Transcript Document

SQL
• SQL is a very-high-level language, in which
the programmer is able to avoid specifying
a lot of data-manipulation details that would
be necessary in languages like C++.
• What makes SQL viable is that its queries
are “optimized” quite well, yielding
efficient query executions.
Select-From-Where Statements
• The principal form of a query is:
SELECT desired attributes
FROM one or more tables
WHERE condition about tuples of the tables
Our Running Example
• Our SQL queries will be based on the following database
schema.
Movie(title, year, length, inColor, studioName, producerC)
StarsIn(movieTitle, movieYear, starName)
MovieStar(name, address, gender, birthdate)
MovieExec(name, address, cert#, netWorth)
Studio(name, address, cert#, netWorth)
Find all movies produced by Disney Studios in 1990.
SELECT *
FROM Movie
WHERE studioName = 'Disney' AND year = 1990;
Meaning of Single-Relation Query
• Begin with the relation in the FROM
clause.
• Apply the selection indicated by the
WHERE clause.
• Apply the extended projection indicated by
the SELECT clause.
(Extended) Projection in SQL
SELECT title, length
FROM Movie
WHERE studioName = 'Disney' AND year = 1990;
SELECT title AS name, length AS duration
FROM Movie
WHERE studioName = 'Disney' AND year = 1990;
SELECT title AS name, length*0.016667 AS lenghtInHours
FROM Movie
WHERE studioName = 'Disney' AND year = 1990;
SELECT title AS name, length/60 AS length, 'hrs.' AS inHours
FROM Movie
WHERE studioName = 'Disney' AND year = 1990;
Selection in SQL
• The selection of the relational algebra is available through the
WHERE clause of SQL.
• We may build expressions by using the operators:
=
<>
<
>
<=
>=
• The string constants are surrounded by single quotes.
– studioName = 'Disney'
• Numeric constants are for e.g.: -12.34, 1.23E45
• Boolean operators are: AND, OR, NOT.
SELECT title
FROM Movie
WHERE (year > 1970) AND NOT (inColor='C');
Selection in SQL (Cont.)
• Which Disney movies are after 1970 or have length greater than
90 mins?
SELECT title
FROM Movie
WHERE (year > 1970 OR length < 90) AND studioName='Disney';
• The parenthesis are needed because the precedence of OR is less
than that of AND.
Comparision of strings
• Strings can as well be compared (lexicographically) with the
same operators:
=
<>
<
>
<=
>=
• For instance ‘fodder’<‘foo’ ‘bar’ < ‘bargain’
Patterns
•
WHERE clauses can have conditions in which a string is compared with a pattern, to
see if it matches.
• General form:
<Attribute> LIKE <pattern>
<Attribute> NOT LIKE <pattern>
• Pattern is a quoted string with
% = “any string”
_ = “any character.”
• Examples. Suppose we remember a movie “Star something”.
SELECT title
FROM Movie
WHERE title LIKE 'Star %';
SELECT title
FROM Movie
WHERE title LIKE '%''s%';
Two consecutive apostrophes in a string represent itself and not the end of the string.

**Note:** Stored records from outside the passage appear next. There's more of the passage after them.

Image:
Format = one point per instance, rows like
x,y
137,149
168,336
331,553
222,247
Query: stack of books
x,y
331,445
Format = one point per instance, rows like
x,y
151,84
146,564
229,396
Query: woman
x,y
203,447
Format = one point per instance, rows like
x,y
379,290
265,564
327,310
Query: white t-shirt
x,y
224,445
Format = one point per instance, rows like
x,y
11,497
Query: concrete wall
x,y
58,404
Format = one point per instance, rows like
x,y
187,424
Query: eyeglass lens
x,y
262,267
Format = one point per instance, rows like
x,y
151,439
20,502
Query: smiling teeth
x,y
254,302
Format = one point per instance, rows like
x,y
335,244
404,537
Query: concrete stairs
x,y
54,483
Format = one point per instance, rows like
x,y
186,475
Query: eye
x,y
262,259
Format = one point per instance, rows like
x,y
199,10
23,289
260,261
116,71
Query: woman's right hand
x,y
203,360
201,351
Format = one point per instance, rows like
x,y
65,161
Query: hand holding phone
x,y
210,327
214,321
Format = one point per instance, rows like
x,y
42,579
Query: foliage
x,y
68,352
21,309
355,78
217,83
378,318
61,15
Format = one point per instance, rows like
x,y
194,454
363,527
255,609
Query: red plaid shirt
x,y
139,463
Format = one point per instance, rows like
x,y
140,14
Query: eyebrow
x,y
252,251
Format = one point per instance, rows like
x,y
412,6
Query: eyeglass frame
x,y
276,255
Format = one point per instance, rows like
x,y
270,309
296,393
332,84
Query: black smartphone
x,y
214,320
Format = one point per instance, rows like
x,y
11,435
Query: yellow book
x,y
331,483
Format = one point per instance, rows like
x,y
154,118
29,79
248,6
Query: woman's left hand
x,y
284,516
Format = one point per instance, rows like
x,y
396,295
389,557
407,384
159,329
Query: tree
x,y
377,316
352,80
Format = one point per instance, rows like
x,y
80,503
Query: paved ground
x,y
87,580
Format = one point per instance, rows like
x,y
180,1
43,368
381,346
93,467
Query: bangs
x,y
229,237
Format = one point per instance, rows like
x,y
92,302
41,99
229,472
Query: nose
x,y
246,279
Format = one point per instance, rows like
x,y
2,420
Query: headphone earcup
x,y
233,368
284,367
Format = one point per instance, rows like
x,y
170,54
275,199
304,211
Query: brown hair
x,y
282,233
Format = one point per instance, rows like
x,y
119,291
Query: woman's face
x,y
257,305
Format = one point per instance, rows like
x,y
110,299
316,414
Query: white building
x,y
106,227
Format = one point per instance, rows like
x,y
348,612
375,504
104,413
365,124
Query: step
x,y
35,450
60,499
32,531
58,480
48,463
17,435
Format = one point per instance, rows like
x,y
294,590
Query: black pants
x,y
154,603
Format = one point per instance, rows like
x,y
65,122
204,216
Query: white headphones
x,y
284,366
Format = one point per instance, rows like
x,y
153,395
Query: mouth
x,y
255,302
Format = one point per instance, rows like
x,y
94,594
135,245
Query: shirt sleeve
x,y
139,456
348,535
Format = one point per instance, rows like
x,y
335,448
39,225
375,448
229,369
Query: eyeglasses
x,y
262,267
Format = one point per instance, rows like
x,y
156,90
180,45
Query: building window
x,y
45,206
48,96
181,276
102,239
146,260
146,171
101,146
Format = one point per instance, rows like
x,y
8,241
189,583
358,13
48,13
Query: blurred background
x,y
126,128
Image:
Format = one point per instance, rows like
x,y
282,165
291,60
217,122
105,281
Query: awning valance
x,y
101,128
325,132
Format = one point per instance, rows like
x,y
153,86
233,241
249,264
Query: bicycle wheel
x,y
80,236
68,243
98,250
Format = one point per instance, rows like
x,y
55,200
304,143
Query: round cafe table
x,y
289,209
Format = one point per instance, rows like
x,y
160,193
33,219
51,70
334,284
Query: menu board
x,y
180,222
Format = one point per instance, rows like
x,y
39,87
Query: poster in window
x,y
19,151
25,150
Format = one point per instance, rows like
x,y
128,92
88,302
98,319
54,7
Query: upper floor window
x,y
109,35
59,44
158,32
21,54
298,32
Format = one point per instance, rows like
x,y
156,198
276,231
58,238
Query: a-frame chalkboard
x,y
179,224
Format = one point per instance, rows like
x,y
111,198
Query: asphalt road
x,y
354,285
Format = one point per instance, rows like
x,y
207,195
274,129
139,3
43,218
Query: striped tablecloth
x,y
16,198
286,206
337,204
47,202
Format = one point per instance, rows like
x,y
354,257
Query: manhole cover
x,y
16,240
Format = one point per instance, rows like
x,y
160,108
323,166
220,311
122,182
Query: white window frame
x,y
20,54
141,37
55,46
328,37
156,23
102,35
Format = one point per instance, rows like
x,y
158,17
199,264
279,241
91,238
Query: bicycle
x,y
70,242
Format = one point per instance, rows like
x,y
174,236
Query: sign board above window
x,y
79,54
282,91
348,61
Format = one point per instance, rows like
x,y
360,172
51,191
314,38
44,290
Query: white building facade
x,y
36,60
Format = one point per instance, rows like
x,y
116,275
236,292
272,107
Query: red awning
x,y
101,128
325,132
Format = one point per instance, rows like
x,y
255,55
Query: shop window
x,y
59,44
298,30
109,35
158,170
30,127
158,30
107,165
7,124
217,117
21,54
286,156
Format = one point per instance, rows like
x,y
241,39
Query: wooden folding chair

Comparison of Strings (Continued)
• What if the pattern we wish to use in a LIKE expression
involves the characters % or _?
• We should “escape” their special meaning proceeding them by
some escape character.
• In UNIX and C we use backslash \ as the escape character.
• SQL allows us to use any character we like.
• s LIKE 'x%%x%%' ESCAPE 'x'
– x will be the escape character.
– A string that is matched by this pattern is for example: %aaaa%
SELECT title
FROM Movie
WHERE title LIKE 'x%%x%%' ESCAPE 'x';
Ordering the Input
• We may ask the tuples produced by a query to be presented in sorted
order.
• ORDER BY <list of attributes>
• Example. Find the Disney movies of 1990.
– Movie(title, year, length, inColor, studioName, producerC#)
– To get the movies listed by length, shortest first, and among movies of equal
length, sort alphabetically:
SELECT *
FROM Movie
WHERE studioName = 'Disney'
ORDER BY length, title;
• Ordering is ascending, unless you specify the DESC keyword to an
attribute.
• Ties are broken by the second attribute on the ORDER BY list, etc.
NULL Values
• Tuples in SQL relations can have NULL as a
value for one or more components.
• Meaning depends on context. Two common
cases:
– Missing value : e.g., we know the length has
some value, but we don’t know what it is.
– Inapplicable : e.g., the value of attribute spouse
for an unmarried person.
Comparing NULL’s to Values
• The logic of conditions in SQL is really 3valued logic: TRUE, FALSE, UNKNOWN.
• When any value is compared with NULL, the
truth value is UNKNOWN.
• But a query only produces a tuple in the
answer if its truth value for the WHERE
clause is TRUE (not FALSE or UNKNOWN).
Three-Valued Logic
• To understand how AND, OR, and NOT work in 3-valued
logic, think of
– TRUE = 1, FALSE = 0, and UNKNOWN = ½.
• AND = MIN
• OR = MAX
• NOT(x) = 1-x
• Example:
TRUE AND (FALSE OR NOT(UNKNOWN)) =
MIN(1, MAX(0, (1 - ½ ))) =
MIN(1, MAX(0, ½ )) = MIN(1, ½ ) = ½.
Surprising Example
SELECT *
FROM Movie
WHERE length <=120 OR length > 120;
• Suppose that we have some NULL values in the length.
• What’s the result?
Products and Joins in SQL
• SQL has a simple way to couple relations in one query: list each relation
in the FROM clause.
– All the relations in the FROM clause are coupled through Cartesian product
– Then we can put conditions in the WHERE clause in order to get the
various kinds of join.
• Example. We want to know the name of the producer of Star Wars.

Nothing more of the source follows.